It goes without saying, first impressions are of the utmost importance when selling a home. When marketing property, industry professionals typically recommend sellers depersonalize their homes so prospective buyers are afforded an opportunity to envision how they'd purpose the use of each space. Family pets are no exception to this rule, as they too are direct reflection of a homeowner. Just like photographs or knickknacks, the presence of a pet is a constant reminder of a home's current residents.
And arguably, there are often correlations between pet ownership and the resultant price for which a home sells.
Consider the needs of your pet
But there are two sides to the equation, as sellers also have an obligation to remember the needs and emotions of their pets. The presence of strangers within the home can be just as disconcerting for those animals who are unaccustomed to outsiders. In addition, a blending of uneasy guests and suspicious animals can be problematic. When in fear, animals can be unpredictable; to that end, homeowners are best served in removing their pet companions when marketing and showing their properties.
As to be expected, prospective home buyers usually assume they'll have full access to the subject property, but segregating and quarantining an animal to a yard, cage, garage or room isn't fair to them, nor is it an effective means of capturing a buyer's interest. Doing so significantly limits a buyer's ability to immerse themselves in the home's offerings.
Remove, replace and repair
There are important considerations pet parents must take into account when preparing and staging their homes for sale. In effort to attract the widest range of would-be home buyers, sellers are encouraged to focus heavily on all pet areas, cleaning, repairing and replacing those items that may otherwise detract from a home's overall aesthetics.
Although members of the family, animals may unintentionally cause damage to the interior or exterior surfaces of a home. Stains, odors, dander, and property grounds must be thoroughly attended to in advance of listing. Other considerations, such as flooring, walls, doors, furniture and fencing, must also be free from damage.
Yet, cleaning and repairs are not necessarily enough, as sellers are also encouraged to remove all tell-tale signs of pet ownership such as food bowls, cages and chew toys. While some prospective home buyers may have the ability to look beyond a seller's companions, others may steadfastly refuse.

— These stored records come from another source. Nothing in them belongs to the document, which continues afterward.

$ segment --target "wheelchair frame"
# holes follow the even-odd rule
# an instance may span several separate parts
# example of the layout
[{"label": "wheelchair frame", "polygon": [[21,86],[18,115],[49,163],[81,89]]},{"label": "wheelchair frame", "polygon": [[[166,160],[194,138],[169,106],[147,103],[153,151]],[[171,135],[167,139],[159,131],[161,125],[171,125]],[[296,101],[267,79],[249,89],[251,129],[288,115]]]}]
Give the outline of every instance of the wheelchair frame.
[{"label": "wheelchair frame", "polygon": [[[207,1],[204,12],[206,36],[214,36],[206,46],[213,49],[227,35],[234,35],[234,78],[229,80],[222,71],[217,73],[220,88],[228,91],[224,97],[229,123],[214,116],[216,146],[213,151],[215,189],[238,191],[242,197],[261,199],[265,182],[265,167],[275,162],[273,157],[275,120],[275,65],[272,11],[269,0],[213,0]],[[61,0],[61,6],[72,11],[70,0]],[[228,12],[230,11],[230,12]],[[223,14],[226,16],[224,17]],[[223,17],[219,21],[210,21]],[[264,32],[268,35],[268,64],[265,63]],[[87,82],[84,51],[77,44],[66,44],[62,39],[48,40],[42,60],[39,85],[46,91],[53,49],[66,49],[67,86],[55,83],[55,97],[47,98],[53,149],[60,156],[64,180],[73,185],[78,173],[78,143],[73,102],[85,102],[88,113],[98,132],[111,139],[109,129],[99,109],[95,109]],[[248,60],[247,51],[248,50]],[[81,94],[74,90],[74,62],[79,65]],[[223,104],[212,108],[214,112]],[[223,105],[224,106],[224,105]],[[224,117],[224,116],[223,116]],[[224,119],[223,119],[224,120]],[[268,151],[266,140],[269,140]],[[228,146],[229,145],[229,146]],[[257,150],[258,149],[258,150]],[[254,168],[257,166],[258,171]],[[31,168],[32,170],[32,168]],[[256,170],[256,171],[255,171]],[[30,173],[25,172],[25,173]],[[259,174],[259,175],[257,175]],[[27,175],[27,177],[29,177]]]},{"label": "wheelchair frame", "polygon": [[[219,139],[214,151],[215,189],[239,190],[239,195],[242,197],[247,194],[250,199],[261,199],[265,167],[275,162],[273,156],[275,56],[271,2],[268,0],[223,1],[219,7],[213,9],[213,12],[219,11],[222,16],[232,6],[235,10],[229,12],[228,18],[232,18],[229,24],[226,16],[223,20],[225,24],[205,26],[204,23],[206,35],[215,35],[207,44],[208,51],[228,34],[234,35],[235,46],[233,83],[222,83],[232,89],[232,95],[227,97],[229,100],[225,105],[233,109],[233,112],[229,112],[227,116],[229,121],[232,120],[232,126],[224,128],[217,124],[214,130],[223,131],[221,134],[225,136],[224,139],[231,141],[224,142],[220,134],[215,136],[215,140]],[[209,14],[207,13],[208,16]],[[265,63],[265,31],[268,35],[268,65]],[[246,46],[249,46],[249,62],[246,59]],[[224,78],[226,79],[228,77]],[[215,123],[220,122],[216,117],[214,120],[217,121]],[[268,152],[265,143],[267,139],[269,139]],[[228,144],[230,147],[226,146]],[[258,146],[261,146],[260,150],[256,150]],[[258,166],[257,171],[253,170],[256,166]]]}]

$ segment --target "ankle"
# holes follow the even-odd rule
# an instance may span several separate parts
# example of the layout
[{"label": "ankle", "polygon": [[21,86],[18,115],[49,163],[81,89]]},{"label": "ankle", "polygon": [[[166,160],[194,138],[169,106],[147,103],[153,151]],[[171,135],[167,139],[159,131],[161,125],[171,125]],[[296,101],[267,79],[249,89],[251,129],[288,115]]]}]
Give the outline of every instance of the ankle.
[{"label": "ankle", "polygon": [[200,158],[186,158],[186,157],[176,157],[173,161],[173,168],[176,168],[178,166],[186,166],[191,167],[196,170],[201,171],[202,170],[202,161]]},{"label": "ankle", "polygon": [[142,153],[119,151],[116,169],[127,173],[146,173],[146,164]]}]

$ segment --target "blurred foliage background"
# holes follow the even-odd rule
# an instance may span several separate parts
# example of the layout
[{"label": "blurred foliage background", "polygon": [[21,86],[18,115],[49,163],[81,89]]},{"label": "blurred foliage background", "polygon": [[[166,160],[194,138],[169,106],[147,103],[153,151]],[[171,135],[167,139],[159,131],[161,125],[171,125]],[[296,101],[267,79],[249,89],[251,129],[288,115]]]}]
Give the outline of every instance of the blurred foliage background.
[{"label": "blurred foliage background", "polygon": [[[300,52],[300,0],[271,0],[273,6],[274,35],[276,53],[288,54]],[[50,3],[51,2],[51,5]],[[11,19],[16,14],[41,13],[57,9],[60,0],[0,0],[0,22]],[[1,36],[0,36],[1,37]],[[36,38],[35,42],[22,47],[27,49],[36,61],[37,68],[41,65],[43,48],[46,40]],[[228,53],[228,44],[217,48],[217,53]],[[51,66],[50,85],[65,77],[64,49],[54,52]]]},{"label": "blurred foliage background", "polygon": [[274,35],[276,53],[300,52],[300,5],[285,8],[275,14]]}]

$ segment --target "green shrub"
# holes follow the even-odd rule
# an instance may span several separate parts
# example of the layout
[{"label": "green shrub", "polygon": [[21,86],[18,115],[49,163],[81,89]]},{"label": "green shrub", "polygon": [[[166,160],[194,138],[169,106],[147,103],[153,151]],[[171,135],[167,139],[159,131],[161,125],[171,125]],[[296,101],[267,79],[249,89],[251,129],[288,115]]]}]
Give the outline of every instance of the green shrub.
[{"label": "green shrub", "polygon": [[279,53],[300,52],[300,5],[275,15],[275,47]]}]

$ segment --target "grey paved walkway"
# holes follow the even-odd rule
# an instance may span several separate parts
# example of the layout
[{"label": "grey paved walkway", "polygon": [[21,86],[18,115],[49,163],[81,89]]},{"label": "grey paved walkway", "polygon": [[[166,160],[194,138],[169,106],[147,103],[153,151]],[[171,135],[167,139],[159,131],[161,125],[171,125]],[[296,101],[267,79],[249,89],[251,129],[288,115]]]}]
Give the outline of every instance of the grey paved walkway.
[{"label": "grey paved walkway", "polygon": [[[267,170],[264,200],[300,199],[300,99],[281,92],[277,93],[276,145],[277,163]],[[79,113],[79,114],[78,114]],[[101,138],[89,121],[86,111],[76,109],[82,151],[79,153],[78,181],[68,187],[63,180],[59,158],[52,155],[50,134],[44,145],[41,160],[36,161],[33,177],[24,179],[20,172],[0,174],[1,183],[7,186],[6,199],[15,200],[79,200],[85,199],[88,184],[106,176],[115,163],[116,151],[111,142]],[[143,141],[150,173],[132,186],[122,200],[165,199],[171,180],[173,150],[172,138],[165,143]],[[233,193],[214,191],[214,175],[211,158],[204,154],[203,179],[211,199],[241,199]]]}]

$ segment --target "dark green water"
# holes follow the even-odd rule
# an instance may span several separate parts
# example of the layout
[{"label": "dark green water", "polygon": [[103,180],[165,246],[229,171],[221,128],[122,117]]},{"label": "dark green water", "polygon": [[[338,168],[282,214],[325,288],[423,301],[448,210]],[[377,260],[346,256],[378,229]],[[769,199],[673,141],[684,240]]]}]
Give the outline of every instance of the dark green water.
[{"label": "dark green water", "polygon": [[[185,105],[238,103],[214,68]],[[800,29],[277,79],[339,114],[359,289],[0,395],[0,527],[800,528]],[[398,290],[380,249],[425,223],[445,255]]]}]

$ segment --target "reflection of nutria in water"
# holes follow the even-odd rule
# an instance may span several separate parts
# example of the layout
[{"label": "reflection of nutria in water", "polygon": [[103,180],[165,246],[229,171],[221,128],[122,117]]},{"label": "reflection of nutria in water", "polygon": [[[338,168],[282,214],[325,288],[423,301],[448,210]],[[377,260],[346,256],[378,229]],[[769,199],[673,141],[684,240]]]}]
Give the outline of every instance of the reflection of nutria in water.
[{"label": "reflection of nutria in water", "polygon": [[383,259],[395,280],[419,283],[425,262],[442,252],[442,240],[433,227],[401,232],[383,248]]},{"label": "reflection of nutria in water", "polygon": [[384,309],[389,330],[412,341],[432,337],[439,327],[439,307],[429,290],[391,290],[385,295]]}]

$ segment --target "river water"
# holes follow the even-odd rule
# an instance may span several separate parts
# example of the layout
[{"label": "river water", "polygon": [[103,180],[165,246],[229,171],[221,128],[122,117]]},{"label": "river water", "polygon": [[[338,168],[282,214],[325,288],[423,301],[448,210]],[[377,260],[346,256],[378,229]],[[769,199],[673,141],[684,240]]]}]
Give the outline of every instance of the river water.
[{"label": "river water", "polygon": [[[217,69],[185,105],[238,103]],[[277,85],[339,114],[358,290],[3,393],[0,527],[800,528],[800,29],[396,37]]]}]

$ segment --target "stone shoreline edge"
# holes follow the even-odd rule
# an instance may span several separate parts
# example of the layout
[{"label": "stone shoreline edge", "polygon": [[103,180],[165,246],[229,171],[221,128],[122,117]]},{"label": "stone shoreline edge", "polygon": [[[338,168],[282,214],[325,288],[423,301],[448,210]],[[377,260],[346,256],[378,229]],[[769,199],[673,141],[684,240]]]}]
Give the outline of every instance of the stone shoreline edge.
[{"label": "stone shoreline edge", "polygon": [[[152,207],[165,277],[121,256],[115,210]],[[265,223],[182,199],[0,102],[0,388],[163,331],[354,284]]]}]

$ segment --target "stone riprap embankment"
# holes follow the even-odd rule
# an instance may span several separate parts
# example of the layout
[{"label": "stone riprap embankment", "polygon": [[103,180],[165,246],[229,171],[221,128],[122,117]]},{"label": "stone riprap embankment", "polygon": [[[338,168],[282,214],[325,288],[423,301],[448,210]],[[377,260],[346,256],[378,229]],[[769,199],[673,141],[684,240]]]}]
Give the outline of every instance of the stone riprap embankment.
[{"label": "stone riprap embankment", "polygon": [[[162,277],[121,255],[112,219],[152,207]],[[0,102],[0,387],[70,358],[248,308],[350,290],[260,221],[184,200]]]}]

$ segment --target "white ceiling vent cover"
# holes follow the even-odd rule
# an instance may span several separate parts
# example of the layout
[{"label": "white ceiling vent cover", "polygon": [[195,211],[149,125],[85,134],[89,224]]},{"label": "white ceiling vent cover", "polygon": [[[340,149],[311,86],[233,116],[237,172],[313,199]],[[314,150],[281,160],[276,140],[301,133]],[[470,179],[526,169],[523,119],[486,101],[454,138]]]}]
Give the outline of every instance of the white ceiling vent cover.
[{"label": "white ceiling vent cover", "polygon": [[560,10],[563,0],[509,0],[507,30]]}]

And don't forget about liabilities
It's important to remember, the potential for unintended consequences are an ever-present risk when a homeowner leaves an animal alone in a home unattended. The chance of an accidental escape or unexpected altercations with visiting guests are a real concern carrying consequential liabilities. Removing an unsupervised pet from the home, if only during a showing, is highly recommended. In essence, the purposes of temporarily removing unsupervised pets is two-fold; while ensuring the safety of visiting guests is vital, the safety of pets who may otherwise feel uneasy about the presence of strangers is another measure of safety.
For many, having a family pet is a natural accompaniment to owning a home, but the process of selling a home with pets is often overlooked. Pet parents wishing to sell their homes are encouraged to seek the advice of a real estate professional prior to actively marketing their home. Further, homeowners may also benefit from the counsel of a veterinarian, as selling a home means changing a pet's established routines.
Selling a home with animals is commonplace; however, successfully executing a marketing strategy accounting for the needs of all family members, both human and animal, is key to maximizing sales opportunities and limiting the amount of time a home stays on the market.